By pressing his characters into confined spaces, framed by windowpanes
or iron bars, crowded by furniture and objects in cluttered rooms, or reflected in mirrors, Fassbinder creates an atmosphere of claustrophobia, of people feeling caged in the metropolis. His great hero, the director Douglas Sirk, who often used similar effects, might have been an influence. The paintings of Max Beckmann, of human beings stuffed into narrow attics or pushed together in cramped dance halls, could have been another source of inspiration. The last shot of Biberkopf, before he goes mad, after he finally realizes what his friend Reinhold has done to Mieze, shows him laughing hysterically through the bars of a birdcage hanging from the rafters of his room. (The original inhabitant of this cage, a canary, had already been squeezed to death by the despairing Biberkopf.)
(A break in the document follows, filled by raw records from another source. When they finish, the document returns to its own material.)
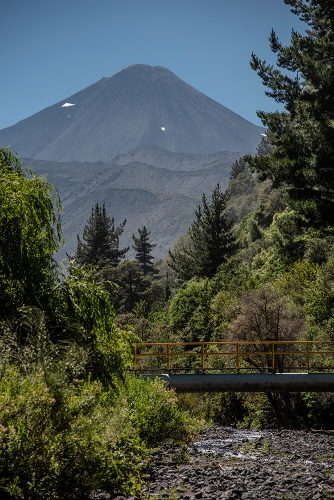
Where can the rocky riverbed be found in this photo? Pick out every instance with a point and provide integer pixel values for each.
(227, 463)
(234, 464)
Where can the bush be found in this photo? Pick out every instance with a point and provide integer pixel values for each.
(56, 446)
(153, 412)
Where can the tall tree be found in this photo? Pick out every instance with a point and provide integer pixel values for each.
(212, 239)
(302, 158)
(143, 251)
(101, 238)
(30, 233)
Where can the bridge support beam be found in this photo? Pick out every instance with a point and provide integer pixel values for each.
(251, 382)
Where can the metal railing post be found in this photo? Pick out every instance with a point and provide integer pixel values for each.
(168, 356)
(203, 357)
(238, 357)
(135, 358)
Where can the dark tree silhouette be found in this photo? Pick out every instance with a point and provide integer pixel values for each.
(143, 249)
(101, 239)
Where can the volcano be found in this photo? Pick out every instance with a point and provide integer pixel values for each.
(139, 106)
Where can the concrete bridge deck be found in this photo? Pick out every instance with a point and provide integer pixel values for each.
(279, 366)
(250, 382)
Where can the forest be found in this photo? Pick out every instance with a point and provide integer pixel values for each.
(257, 263)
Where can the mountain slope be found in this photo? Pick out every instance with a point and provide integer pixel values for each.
(139, 106)
(162, 199)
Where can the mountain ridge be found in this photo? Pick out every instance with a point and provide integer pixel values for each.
(140, 105)
(162, 199)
The narration is in Fassbinder’s own voice, tender, ironic, poetic, and entirely faithful to the book. Fassbinder did not play Biberkopf. He played Döblin. But the movie is far from a literal translation of the text. Fassbinder made the story his own. First of all, he added a character who wasn’t there in Döblin’s version: Frau Bast, Biberkopf’s ever-loyal, all-understanding, blindly loving, warmly maternal landlady. She is the consoling presence, always ready to excuse, to clean up, to arrange things. Frau Bast is also rather nosy. Like his Biberkopf, Fassbinder himself was deeply drawn to mother figures, first of all his actual mother, Liselotte (Lilo) Pempeit, who acted in several of his films, including
Berlin Alexanderplatz
, where she appears as the silent wife of a gang boss. In 1970, he actually married one of his muses, the singer Ingrid Caven. Juliane Lorenz was the last of his devoted women, who did everything from buying his groceries to cutting his films.
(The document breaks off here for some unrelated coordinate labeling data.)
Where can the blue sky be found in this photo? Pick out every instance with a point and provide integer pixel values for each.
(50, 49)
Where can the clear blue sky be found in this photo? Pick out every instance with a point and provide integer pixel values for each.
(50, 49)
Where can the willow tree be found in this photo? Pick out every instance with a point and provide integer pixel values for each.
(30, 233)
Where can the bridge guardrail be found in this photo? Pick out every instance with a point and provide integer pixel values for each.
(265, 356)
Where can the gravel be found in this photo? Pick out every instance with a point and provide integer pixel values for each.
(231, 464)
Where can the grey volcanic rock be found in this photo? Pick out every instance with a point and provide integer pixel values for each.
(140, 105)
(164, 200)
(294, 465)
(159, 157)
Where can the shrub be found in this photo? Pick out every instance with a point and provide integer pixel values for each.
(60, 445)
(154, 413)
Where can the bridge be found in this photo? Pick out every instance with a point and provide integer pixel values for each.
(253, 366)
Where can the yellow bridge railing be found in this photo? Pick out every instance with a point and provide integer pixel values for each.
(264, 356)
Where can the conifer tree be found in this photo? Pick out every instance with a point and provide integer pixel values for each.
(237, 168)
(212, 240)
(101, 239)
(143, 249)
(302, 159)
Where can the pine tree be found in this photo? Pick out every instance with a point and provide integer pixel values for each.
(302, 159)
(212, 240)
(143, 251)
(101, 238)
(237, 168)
The most important departure from the original text, however, is Fassbinder’s attempt to eroticize the male relationships, especially the one between Biberkopf and Reinhold. In his essay, Fassbinder makes it clear that the two characters in Döblin’s book were “by no
means homosexual—they don’t even in the broadest sense have problems in this direction.” But in the last delirious episodes of the movie, when Biberkopf lies in the mental institution and Reinhold is in jail, where he falls in love with his Polish cellmate, Fassbinder makes explicit what in the book is barely even hinted at. In the book, Reinhold has strong feelings for the Pole. Though not impossible to imagine, there is no suggestion that these feelings are physical. In the movie, the camera lingers sensuously on the Pole’s naked body as the two men kiss on their bunk bed.

The epilogue of the story, when Biberkopf goes through hell inside his own head, is described in some detail in the book. Biberkopf has visions of Death slashing him with an ax. In the movie, it is Reinhold, stripped to the waist, wearing black leather boots, who wields the ax, and, in another sequence, a whip, which he takes to Biberkopf while another man crawling on all fours is whipped by a blond beast. This looks less like Döblin’s vision of hell than an orgy in a 1970s Berlin leather bar, an impression heightened by the sounds of Lou Reed and Janis Joplin instead of Peer Raben’s melancholy score, hauntingly played through the rest of the film. And there, peering at the scenes of sadomasochistic carnage, half hidden behind a door, is Fassbinder himself, in dark glasses and a leather jacket. The idea, no doubt, was to bring the movie up to date, to show that political decadence and sexual violence were no less relevant in the 1970s than in the 1920s. The effect, however, is to make these scenes look oddly dated, not timeless but rather typical of the underground theater scene from which Fassbinder emerged in the 1960s.

Perhaps he went over the top in this hallucinatory epilogue, but if so, he went bravely, gloriously over the top, with all guns blazing. Some of Fassbinder’s visual inventions are brilliant elaborations on Döblin’s own imagination. The religious imagery, for example, already
heavily present in the novel, which is, after all, a kind of passion play, is filtered through Fassbinder’s peculiar perspective in the last part of the movie: Biberkopf nailed to a cross, watched by the women he has killed or abandoned; Reinhold wearing a crown of thorns; and one especially striking scene of Frau Bast as the Virgin Mary cradling a puppet of Biberkopf with a Nazi armband. A hint, perhaps, that Biberkopf, once he recovered his sanity, would become a perfectly normal little man, and thus, in Fassbinder’s words, “no doubt become a Nazi.”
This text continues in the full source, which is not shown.